After the fiscal 2026 second-quarter earnings report, shares plummeted. The stock closed at $481.63 on January 28th and dropped to $433.55 the following day, translating to roughly a 10% decrease in just one day.
Factors such as substantial capital investments and a heavy reliance on OpenAI have contributed to this downturn.
Amy Hood, the CFO, noted that around 45% of their commercial remaining performance obligations are tied to OpenAI. This aligns with a broader $625 billion backlog that many investors view as risky.
On January 26th, Microsoft unveiled Maia 200, an updated AI Inference Accelerator. Scott Guthrie from the Microsoft Cloud + AI group highlighted that Maia is 30% cheaper than competing AI chips available.
However, despite the release of Maia 200, analysts at Goldman Sachs have expressed concerns about the overshadowing impact of the earnings results.
Goldman Sachs Analyst Gabriela Borges released a research note discussing Maia 200’s effect on Microsoft’s stock. Their analysis suggests it positively influences the price-performance ratio of Microsoft’s AI computing services and supports the company’s long-term strategy to match AI compute gross margins with traditional CPU-based workloads.
- Performance metrics of Maia have not yet been fully validated in standard production settings.
- Enhancing the software ecosystem is crucial for progress.
- The competitive landscape is continually changing.

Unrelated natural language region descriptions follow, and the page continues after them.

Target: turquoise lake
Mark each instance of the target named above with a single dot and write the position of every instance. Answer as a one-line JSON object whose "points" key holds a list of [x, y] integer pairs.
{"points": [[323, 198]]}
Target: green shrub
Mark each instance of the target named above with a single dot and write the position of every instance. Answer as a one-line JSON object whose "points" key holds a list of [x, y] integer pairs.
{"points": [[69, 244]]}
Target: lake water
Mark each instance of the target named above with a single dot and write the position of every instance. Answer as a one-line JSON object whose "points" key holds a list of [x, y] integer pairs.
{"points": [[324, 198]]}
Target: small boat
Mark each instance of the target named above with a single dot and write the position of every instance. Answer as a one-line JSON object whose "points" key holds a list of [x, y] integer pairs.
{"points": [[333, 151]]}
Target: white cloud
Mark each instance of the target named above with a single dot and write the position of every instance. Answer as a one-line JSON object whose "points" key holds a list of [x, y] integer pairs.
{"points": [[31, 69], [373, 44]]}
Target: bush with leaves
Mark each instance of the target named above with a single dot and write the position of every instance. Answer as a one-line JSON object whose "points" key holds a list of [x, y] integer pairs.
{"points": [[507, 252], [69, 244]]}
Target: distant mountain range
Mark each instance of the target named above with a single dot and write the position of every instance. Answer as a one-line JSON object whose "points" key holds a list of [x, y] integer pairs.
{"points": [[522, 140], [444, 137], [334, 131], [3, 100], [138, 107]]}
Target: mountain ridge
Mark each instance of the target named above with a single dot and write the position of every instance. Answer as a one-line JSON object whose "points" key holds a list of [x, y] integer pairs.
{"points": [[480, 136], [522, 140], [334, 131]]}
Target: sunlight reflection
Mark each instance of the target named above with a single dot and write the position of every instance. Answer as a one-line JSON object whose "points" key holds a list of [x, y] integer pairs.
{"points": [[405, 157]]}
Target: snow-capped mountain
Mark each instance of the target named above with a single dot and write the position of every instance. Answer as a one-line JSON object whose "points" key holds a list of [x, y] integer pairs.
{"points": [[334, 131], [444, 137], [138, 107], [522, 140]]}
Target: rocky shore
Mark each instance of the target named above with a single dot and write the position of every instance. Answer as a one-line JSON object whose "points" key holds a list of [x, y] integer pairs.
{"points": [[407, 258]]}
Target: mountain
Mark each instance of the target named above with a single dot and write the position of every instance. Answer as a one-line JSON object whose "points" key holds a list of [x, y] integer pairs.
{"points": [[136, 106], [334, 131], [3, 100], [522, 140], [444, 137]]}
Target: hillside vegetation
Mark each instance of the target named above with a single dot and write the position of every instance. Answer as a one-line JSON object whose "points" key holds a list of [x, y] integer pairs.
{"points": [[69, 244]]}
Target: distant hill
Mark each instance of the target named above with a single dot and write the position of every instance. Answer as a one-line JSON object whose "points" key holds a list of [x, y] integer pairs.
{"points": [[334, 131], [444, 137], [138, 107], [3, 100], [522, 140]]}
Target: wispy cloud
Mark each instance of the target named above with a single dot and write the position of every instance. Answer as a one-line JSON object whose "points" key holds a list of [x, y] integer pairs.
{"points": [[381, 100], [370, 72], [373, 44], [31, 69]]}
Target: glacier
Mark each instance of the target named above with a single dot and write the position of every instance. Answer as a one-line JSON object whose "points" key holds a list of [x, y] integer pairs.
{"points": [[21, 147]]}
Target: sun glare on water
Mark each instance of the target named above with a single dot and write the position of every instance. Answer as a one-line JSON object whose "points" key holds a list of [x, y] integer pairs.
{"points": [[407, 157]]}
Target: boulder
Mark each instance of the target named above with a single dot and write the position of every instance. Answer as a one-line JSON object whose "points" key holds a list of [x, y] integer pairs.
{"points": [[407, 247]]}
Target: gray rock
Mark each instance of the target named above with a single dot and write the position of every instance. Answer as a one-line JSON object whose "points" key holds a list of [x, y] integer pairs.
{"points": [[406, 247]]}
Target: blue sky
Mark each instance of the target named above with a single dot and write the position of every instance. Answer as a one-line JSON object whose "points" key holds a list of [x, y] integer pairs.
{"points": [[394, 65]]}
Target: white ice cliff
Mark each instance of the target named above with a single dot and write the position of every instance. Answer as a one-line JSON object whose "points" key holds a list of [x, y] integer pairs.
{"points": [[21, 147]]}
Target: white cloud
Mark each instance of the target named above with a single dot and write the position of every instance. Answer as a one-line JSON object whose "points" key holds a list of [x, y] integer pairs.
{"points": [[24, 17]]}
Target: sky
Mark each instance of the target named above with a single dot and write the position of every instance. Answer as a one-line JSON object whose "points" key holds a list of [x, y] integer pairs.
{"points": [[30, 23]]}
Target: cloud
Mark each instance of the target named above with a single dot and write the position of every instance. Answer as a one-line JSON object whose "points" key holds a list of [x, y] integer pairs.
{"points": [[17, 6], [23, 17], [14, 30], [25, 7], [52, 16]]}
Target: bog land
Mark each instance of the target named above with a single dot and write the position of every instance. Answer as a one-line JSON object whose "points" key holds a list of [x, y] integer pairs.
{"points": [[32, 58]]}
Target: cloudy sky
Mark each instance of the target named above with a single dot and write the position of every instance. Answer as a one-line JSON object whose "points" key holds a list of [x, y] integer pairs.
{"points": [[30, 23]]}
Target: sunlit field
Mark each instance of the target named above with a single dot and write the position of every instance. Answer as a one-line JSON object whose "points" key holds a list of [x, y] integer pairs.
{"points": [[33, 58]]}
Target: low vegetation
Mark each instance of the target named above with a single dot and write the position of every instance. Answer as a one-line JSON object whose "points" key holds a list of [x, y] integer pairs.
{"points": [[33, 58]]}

The research team believes that diversifying Microsoft’s silicon strategy could lead to improved gross margins and a better return on AI computing investments. They are optimistic that AI computing margins could eventually align with those of traditional computing.
Borges noted that Nvidia is likely to stay a leader in the accelerator space due to its current market advantages. Looking ahead, she anticipates the growth of specialized application-specific integrated circuits (ASICs) for internal operations.
As performance capabilities approach their limits, Borges believes that advancements in networking, memory, and packaging will be essential for boosting performance and reducing costs. She sees Nvidia and Broadcom as well-positioned to capitalize on these trends.
In her recent analysis, Borges maintained a buy rating for Microsoft stock with a target price of $600.
- The contribution from the OpenAI partnership has been less than initially expected.
- The focus on internal silicon projects is ongoing.
- Unexpected investments in new projects have increased.
- Recent leadership changes at the company could influence direction.
- The shift toward custom software may impact application performance negatively.
Microsoft has made advancements in its Project Silica, which aims to encode data in glass using femtosecond lasers. This innovative approach is designed to offer secure data storage lasting up to 10,000 years, while also being resistant to environmental factors like water and heat.
A recent publication in Nature details how Microsoft is adapting this technology to regular borosilicate glass, addressing both cost and availability challenges.
By using widely available and economical glass materials, Microsoft has developed methods for rapid data writing and aging tests that demonstrate data integrity over millennium-long periods. This new approach allows for extensive data storage within just 2 mm of glass, with a reduced number of components needed for both reading and writing.